This is a demonstration in using React with Tensorflow to perfrom realtime eye-detection and landmark-extraction via webcam and client-side inference.
It is an end-to-end Machine Learning project that spans data collection, data augmentation, model design, customized training, model optimization, and deployment via Tenosrflow Python --> Tensorflow JS convesion and React frontend integration.
Result is an intelligent interface for controlling the scrolling action of a document by the user's blinking action. Inspired by the difficulty of simply turning a page and reading independently experienced by people suffering from whole-body paralysis.
Try the live demo yourself here at this link (webcam access required)
- 50+ fps on GPU
- 10-20 fps on CPU
Example shown below. Models details follow.

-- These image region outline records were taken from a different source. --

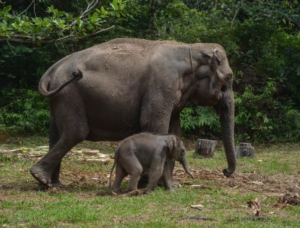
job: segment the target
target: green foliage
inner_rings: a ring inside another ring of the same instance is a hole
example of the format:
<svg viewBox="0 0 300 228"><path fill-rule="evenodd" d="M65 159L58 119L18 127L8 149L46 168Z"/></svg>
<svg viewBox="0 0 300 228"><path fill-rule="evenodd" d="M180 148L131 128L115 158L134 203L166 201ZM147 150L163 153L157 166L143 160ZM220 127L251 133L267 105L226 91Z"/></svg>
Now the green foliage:
<svg viewBox="0 0 300 228"><path fill-rule="evenodd" d="M21 13L14 15L10 5L0 10L0 39L19 42L49 42L69 40L105 28L113 17L119 17L124 7L123 0L113 0L109 7L96 8L92 1L80 15L59 10L54 5L47 7L47 16L29 17ZM2 3L3 4L3 3ZM78 14L78 13L77 13Z"/></svg>
<svg viewBox="0 0 300 228"><path fill-rule="evenodd" d="M212 107L190 107L180 113L180 125L184 135L218 138L221 136L220 118Z"/></svg>
<svg viewBox="0 0 300 228"><path fill-rule="evenodd" d="M0 131L32 133L48 131L47 99L32 90L5 89L0 97Z"/></svg>
<svg viewBox="0 0 300 228"><path fill-rule="evenodd" d="M35 87L58 60L114 38L217 43L225 47L234 72L237 141L299 140L298 0L104 0L103 7L98 3L82 17L78 12L86 8L84 0L36 0L35 8L31 5L26 13L21 13L28 6L26 2L5 2L0 10L0 35L31 42L0 41L0 87L5 91ZM113 24L117 25L113 30L101 36L72 39ZM40 42L69 38L65 43ZM0 107L14 102L5 99L1 98ZM13 112L22 115L22 111ZM185 136L221 138L213 109L190 105L180 117Z"/></svg>

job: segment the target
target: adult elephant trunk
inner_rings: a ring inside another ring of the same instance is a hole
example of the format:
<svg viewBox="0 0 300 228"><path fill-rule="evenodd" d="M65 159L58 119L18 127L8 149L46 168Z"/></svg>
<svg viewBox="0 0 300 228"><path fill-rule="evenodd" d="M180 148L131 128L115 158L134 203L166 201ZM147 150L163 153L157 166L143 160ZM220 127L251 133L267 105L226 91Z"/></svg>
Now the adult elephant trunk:
<svg viewBox="0 0 300 228"><path fill-rule="evenodd" d="M190 170L189 170L189 168L187 165L187 162L186 161L186 159L185 158L185 157L182 158L182 159L180 161L180 163L181 164L181 165L182 165L182 167L183 167L183 169L184 169L184 171L185 171L185 172L188 175L189 175L191 177L192 177L192 179L195 179L195 177L194 176L193 174L191 173Z"/></svg>
<svg viewBox="0 0 300 228"><path fill-rule="evenodd" d="M232 89L228 88L223 91L222 102L215 107L220 115L223 144L225 149L228 168L223 170L223 173L228 177L233 173L236 167L236 158L234 150L234 102Z"/></svg>

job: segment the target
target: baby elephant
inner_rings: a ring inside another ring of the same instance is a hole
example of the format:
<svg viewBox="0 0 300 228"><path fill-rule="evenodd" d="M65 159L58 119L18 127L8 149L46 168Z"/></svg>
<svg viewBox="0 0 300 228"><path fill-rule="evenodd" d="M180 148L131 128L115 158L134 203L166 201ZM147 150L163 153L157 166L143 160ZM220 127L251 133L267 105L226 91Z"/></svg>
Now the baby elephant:
<svg viewBox="0 0 300 228"><path fill-rule="evenodd" d="M119 144L115 154L115 162L109 177L110 187L111 175L116 165L116 177L111 191L120 189L122 181L128 174L130 180L127 191L137 189L142 172L149 170L146 193L153 191L161 177L165 188L174 191L171 184L168 159L179 161L186 173L194 179L188 168L183 143L177 136L140 133L125 138Z"/></svg>

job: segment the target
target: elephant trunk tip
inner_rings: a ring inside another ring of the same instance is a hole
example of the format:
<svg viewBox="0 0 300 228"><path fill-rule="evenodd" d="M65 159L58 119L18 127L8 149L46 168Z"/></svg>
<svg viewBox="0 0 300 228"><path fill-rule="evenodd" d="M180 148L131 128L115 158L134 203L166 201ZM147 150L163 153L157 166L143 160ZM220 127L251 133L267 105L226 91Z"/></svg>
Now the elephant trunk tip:
<svg viewBox="0 0 300 228"><path fill-rule="evenodd" d="M223 174L226 176L226 177L229 177L234 172L234 171L230 171L228 169L223 169Z"/></svg>
<svg viewBox="0 0 300 228"><path fill-rule="evenodd" d="M194 175L192 173L191 173L190 174L189 174L189 175L191 176L191 177L192 178L192 179L193 180L195 179L195 177L194 176Z"/></svg>

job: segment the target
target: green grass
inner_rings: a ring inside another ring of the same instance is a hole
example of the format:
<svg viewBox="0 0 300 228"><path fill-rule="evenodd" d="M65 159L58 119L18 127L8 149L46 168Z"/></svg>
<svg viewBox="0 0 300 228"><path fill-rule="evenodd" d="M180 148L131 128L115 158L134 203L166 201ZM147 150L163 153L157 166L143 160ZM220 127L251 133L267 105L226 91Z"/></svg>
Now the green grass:
<svg viewBox="0 0 300 228"><path fill-rule="evenodd" d="M14 142L0 147L41 145L47 144L47 139ZM185 143L190 148L195 142ZM84 142L77 147L103 147L112 153L115 146ZM66 187L42 190L28 172L36 160L0 153L0 227L300 227L300 206L276 206L286 193L295 195L300 191L297 187L300 146L255 146L255 149L254 158L238 159L236 172L228 178L222 175L226 167L222 147L211 159L197 157L189 149L187 159L196 179L182 174L182 168L176 165L175 177L182 187L175 192L160 188L150 194L130 196L116 196L107 191L111 162L66 158L62 178L68 183ZM124 181L123 189L126 185ZM256 198L264 221L247 220L253 210L246 202ZM190 207L197 204L204 206L202 211ZM179 220L189 215L213 220Z"/></svg>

Two models trained and deployed. Both utilize Functional architecture from TensorFlow Python. Training data obtained from the Landmark guided face Parsing (LaPa) dataset by JDAI-CV and preprocessed with on-line augmentation via tf.data API.
-
Customized SSD model originally implemented in TensorFlow Python. Specialized for eye detection. Minimal model weights (2 mb) with only one prior per feature location. Based on the 14x14 feature output map of MobileNetV2, downsampled with additional conv2D layers until final feature map of size 6x6. Custom training routines based on tf.GradientTape. See model schematic in modelSchematics folder.
-
Customized MLP, specialized for detecting 4 landmarks on the upper and lower eye lids. Built on top of the first few layers (up to the 'conv2_block2_0_relu') of a Densenet121 feature extractor. Extremely lightweight (564 kb). see model schematic in modelSchematics folder.
Upon training completion, model converted to TensorflowJS and integrated with React for realtime inference with client browser and webcam.